January is National Mentoring Month, a time to highlight the impact caring adults can have in the lives of young people. United Way’s mentoring programs vary, from improving student success in school, to promoting healthy eating and physical activity, to guiding young adults into a successful career. Here is some advice from United Way volunteers who mentor young professionals.
- Ask questions. Don’t be embarrassed to ask questions about everything you need to know. If you don’t understand an assignment, ask for clarification. It benefits everyone when you complete a task the right way; the only way to get it right is to ask questions.
- Be present and patient. In every new job, there is a learning curve. The first few weeks will likely be exhausting and overload you with information. Recognize it takes time to adjust and make sure you take notes, listen, observe and participate.

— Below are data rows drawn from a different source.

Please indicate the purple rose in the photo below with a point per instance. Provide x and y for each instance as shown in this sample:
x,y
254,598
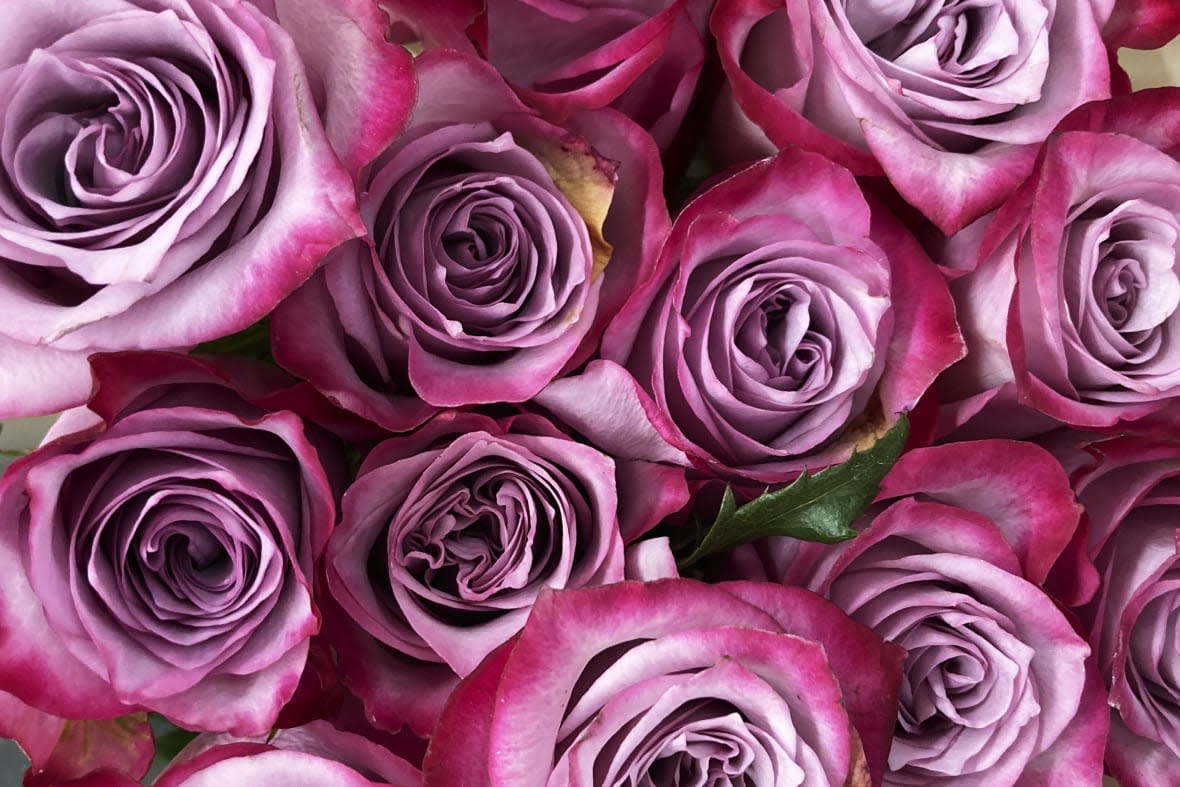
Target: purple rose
x,y
163,558
1072,302
171,169
788,319
447,537
997,687
674,682
60,749
946,99
500,246
1129,493
641,57
313,755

- Set your schedule. Time management is a valuable skill. Make use of an electronic or paper-based day planner to help organize, prioritize and schedule your day. Doing so creates a visual reminder of the assignments important to you and how much time you have to complete them.
- Build your network. Networking is a valuable strategy at every stage of your career. Get to know as many experienced professionals as you can – you never know who might be the one to help build your professional reputation and advance your career.
- Take leadership roles early on. Don’t be afraid to lead initiatives. Joining a workplace committee or leading a pilot project will add variety to your work, give you an opportunity to influence decisions, expand your knowledge and build your network.
- Study how your role affects the larger picture. Getting bogged down in the daily grind can be a challenge. Create your own mission statement about your role and how it affects the work of your organization or company. Write it down and place it where you can see as a reminder of the impact of your role.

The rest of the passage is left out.